Great article Doc. I would suggest that the single payer movement look at ways to cut the deficit and hijack them. :o)
First and foremost, eliminating or greatly reducing federal debt service costs. The least disruptive way to Wall Street, as Warren Mosler has suggested, would for Congress to stop selling bonds longer than 3 months and then cap short-term interest rates with the Fed, as it did during WWII, buying up any unsold Treasuries at auction (the current 0.025% federal funds rate is 95% lower than the average interest rate used in CBO projections). That would cut $5 trillion over 10 years from the CBO’s projected deficits. Len Burman’s tax expenditure freeze, another $3.5 trillion over 10 years. You could raise roughly the same amount by either a carbon tax or Dean Baker’s financial transaction tax. Substantial amounts could be raised by uncapping income above Social Security’s $106k cap and applying it to Medicare, ditto with expanding the new “unearned income Medicare contribution” rate for income above $200k/$250k from 3.8% to FICA’s standard 15.3% rate.
Even without counting the $400 billion in efficiency savings from a single payer system, Medicare for All’s estimated $1 trillion in new federal spending, really $800 billion once you zero out the insurance premium deduction, could easily be funded on a revenue-neutral basis (since the CBO looks at the 10 year cycle as a whole) without raising income or payroll tax rates. On the other side of the ledger, corporations and employees would suddenly have $800 billion a year in money to spend that won’t need to go out as insurance premiums.

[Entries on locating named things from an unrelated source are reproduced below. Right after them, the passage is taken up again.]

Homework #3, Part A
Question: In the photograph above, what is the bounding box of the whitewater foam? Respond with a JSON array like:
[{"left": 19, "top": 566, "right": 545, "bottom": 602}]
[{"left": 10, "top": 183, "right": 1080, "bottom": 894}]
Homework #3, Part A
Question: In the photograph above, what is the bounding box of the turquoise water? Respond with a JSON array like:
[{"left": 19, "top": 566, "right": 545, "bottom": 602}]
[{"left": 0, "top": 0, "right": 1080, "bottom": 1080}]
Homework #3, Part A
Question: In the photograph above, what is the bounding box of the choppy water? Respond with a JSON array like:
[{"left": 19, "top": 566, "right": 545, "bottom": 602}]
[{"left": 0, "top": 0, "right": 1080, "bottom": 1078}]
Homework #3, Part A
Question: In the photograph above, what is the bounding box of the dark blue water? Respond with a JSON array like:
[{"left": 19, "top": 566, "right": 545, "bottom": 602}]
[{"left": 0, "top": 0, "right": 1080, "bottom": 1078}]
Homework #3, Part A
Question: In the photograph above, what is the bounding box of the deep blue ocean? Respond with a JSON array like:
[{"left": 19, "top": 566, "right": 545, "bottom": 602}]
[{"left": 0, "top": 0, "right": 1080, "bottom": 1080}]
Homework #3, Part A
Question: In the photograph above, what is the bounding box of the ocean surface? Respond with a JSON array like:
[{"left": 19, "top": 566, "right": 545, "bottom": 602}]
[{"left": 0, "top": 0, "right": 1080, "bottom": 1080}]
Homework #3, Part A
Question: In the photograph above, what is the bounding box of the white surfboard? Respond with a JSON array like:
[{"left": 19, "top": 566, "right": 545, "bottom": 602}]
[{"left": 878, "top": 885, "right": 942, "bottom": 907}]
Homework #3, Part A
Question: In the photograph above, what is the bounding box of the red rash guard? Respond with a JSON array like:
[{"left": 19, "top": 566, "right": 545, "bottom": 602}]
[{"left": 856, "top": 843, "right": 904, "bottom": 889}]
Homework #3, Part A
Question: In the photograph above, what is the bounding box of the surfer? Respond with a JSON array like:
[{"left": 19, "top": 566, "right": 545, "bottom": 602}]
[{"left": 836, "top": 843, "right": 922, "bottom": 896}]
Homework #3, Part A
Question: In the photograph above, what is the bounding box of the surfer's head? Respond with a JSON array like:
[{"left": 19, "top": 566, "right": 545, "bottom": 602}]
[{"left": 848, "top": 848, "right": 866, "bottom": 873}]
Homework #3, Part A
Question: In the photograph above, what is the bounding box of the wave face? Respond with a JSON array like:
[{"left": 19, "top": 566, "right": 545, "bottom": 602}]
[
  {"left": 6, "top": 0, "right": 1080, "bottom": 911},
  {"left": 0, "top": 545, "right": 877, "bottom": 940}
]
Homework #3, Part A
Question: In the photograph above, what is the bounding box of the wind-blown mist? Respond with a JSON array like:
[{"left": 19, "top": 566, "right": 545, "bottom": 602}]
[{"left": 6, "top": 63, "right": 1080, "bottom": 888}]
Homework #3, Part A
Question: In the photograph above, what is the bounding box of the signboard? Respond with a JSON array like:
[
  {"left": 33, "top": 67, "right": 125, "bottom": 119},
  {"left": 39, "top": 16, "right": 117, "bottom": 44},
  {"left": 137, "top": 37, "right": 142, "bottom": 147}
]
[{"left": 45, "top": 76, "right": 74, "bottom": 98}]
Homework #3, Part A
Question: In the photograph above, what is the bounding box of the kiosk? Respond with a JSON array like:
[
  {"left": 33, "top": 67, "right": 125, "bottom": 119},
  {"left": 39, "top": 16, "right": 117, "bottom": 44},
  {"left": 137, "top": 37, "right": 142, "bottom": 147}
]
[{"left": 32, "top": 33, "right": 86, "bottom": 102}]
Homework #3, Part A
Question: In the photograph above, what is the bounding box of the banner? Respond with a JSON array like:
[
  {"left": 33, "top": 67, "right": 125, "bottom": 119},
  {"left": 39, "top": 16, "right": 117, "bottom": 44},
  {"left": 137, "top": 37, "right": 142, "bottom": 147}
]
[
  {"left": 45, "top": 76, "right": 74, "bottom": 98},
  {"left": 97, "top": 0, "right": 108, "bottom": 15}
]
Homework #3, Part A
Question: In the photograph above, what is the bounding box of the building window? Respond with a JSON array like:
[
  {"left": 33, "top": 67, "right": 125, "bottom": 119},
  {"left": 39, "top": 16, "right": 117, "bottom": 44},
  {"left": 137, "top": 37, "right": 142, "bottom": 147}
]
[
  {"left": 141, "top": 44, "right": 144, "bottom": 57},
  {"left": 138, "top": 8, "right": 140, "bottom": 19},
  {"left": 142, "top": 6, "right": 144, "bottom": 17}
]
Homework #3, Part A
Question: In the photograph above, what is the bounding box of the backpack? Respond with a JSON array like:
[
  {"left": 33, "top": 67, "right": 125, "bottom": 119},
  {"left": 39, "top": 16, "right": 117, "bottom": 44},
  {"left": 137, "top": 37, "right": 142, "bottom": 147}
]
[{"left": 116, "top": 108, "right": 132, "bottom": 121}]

A premium to be paid on “life?” Property!
Yes, but AT&T will then turn around and spend the 1.8 billion savings on higher wages.
Isn’t that the theory on how HCR is going to be paid for.
(taxes on the 1.8 billion in new wages.)
12 to 15 million of the anticipated newly insured will be added to the roles of Medicaid. Most of them will be unable to find doctors that will accept Medicaid and they will end up in emergency rooms, much as the uninsured do now.
If you have been paying attention, you know that states are already having trouble keeping up with Medicaid and have been begging for Federal assistance to keep the program afloat.
If the economy does not improve dramatically and quickly, that 12 to 15 million newly eligible could easily turn into 20 to 25 million.
Does anybody else remember what happened when Congress passed the Brady Bill and tried to make local police departments run background checks for new weapon purchases without compensation?
Best thing to stimulate the economy – HR 676.